Next Year's Budget Forecast to Rise 8 pct to 550 tln Won | Be Korea-savvy

Next Year’s Budget Forecast to Rise 8 pct to 550 tln Won


Cargo containers are stacked at a port in South Korea's southeastern city of Busan on Dec. 1, 2019. (Yonhap)

Cargo containers are stacked at a port in South Korea’s southeastern city of Busan on Dec. 1, 2019. (Yonhap)

SEOUL, Aug. 9 (Korea Bizwire)The government is drawing up a budget for next year, with its size likely to top 550 trillion won (US$463 billion), up 8 percent from this year’s, as the country is drumming up efforts to boost the pandemic-hit economy, sources said Sunday.

According to the sources, the finance ministry is set to report next year’s budget draft to President Moon Jae-in this week.

This year’s budget was set at 512.3 trillion won, but the government has drawn up three rounds of supplementary budgets to shield Asia’s fourth-largest economy from fallout from COVID-19 outbreaks, pushing the country’s total spending for the year to 546.9 trillion won.

The final draft for next year’s budget will come out later this month after consultations with related government agencies, according to the sources.

In June, government ministries and state agencies requested a 6 percent hike in their budgets for next year, as they want to spend more on welfare, research and development.
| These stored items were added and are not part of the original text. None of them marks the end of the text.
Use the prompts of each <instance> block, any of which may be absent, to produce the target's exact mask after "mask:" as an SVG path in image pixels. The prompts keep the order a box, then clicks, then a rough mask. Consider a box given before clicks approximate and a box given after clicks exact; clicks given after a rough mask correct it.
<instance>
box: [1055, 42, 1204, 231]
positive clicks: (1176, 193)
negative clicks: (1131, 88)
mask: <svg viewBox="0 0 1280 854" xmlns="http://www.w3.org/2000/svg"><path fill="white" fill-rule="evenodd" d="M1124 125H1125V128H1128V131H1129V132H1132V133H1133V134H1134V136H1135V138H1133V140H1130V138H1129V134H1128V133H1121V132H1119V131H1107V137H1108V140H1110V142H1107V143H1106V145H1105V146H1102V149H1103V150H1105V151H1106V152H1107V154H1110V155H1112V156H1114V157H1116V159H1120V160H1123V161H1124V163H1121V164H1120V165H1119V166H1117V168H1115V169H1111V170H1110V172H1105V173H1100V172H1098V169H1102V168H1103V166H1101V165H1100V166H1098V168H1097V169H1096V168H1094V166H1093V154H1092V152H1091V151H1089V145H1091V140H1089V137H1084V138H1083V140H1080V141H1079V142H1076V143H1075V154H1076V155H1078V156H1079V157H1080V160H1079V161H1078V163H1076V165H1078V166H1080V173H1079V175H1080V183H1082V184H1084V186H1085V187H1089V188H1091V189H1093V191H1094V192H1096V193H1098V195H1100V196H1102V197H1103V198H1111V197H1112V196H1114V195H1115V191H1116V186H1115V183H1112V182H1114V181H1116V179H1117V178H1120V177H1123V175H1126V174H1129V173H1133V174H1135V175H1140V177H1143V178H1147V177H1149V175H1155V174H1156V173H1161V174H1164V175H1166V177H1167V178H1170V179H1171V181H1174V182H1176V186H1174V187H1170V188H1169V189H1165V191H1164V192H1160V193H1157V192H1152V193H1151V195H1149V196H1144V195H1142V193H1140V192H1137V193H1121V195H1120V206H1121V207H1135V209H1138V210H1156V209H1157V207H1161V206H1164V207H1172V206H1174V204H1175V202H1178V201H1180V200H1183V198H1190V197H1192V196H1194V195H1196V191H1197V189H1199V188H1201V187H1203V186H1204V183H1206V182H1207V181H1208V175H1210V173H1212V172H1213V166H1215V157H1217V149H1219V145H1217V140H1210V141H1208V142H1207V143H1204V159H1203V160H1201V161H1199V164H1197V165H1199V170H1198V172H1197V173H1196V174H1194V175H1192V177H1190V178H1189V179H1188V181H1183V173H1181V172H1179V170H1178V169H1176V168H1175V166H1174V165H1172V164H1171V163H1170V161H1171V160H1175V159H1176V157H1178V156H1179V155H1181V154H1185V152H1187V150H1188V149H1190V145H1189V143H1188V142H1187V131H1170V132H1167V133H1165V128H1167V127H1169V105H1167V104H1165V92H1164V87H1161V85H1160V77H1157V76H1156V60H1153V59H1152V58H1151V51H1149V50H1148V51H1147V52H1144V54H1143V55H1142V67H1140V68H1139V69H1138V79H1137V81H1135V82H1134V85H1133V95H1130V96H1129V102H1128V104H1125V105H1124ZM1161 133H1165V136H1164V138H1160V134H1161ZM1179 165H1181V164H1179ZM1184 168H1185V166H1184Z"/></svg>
Earlier, South Korea pledged stimulus packages worth 250 trillion won, or 13 percent of its gross domestic product, to cushion the economic blow from the pandemic.

The economy is expected to grow 0.1 percent this year, a sharp cut from 2.4 percent growth the ministry had predicted last December. It would mark the lowest growth in about two decades, according to the ministry.
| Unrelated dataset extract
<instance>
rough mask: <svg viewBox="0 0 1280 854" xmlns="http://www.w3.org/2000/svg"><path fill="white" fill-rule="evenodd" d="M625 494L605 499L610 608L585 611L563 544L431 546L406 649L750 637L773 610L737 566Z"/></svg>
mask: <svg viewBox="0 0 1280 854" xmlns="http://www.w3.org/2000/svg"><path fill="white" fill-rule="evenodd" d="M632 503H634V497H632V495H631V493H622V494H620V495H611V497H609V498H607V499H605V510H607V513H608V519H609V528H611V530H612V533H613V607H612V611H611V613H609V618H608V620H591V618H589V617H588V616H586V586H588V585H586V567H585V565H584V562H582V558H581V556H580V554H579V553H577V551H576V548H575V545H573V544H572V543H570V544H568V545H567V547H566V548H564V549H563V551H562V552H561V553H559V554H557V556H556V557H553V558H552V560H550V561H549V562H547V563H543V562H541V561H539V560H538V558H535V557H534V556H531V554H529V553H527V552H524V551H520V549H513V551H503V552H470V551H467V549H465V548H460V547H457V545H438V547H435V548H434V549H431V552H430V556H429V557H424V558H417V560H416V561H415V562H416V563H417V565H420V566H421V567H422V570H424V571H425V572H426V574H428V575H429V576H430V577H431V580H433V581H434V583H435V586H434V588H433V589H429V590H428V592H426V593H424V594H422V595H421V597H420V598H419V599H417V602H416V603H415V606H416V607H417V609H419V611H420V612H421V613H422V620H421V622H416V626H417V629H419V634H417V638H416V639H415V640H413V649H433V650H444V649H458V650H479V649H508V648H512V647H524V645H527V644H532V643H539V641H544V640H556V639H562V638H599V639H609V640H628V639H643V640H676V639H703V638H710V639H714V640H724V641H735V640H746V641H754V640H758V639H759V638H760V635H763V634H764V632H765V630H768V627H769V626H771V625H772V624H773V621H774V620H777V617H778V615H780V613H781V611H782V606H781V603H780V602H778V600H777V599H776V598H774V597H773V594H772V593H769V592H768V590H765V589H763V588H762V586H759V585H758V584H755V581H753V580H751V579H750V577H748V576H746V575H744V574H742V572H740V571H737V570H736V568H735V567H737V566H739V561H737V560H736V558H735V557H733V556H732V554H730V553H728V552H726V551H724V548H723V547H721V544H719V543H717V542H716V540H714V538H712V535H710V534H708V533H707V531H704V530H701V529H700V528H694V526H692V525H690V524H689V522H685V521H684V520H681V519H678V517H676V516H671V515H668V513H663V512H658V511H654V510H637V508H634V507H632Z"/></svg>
Still, the ministry’s latest forecast is higher than projections by other agencies.

South Korea’s economy contracted at a sharper rate than what had been expected in the second quarter, delivering the worst performance in over two decades, as the pandemic hammered outbound shipments and private spending in Asia’s fourth-largest economy, central bank data showed Thursday.

In the April-June period, the country’s real gross domestic product (GDP) shrank 2.9 percent from the same period last year, marking the slowest growth since a 3.8 percent on-year contraction in the last three months of 1998, according to advance data from the Bank of Korea (BOK).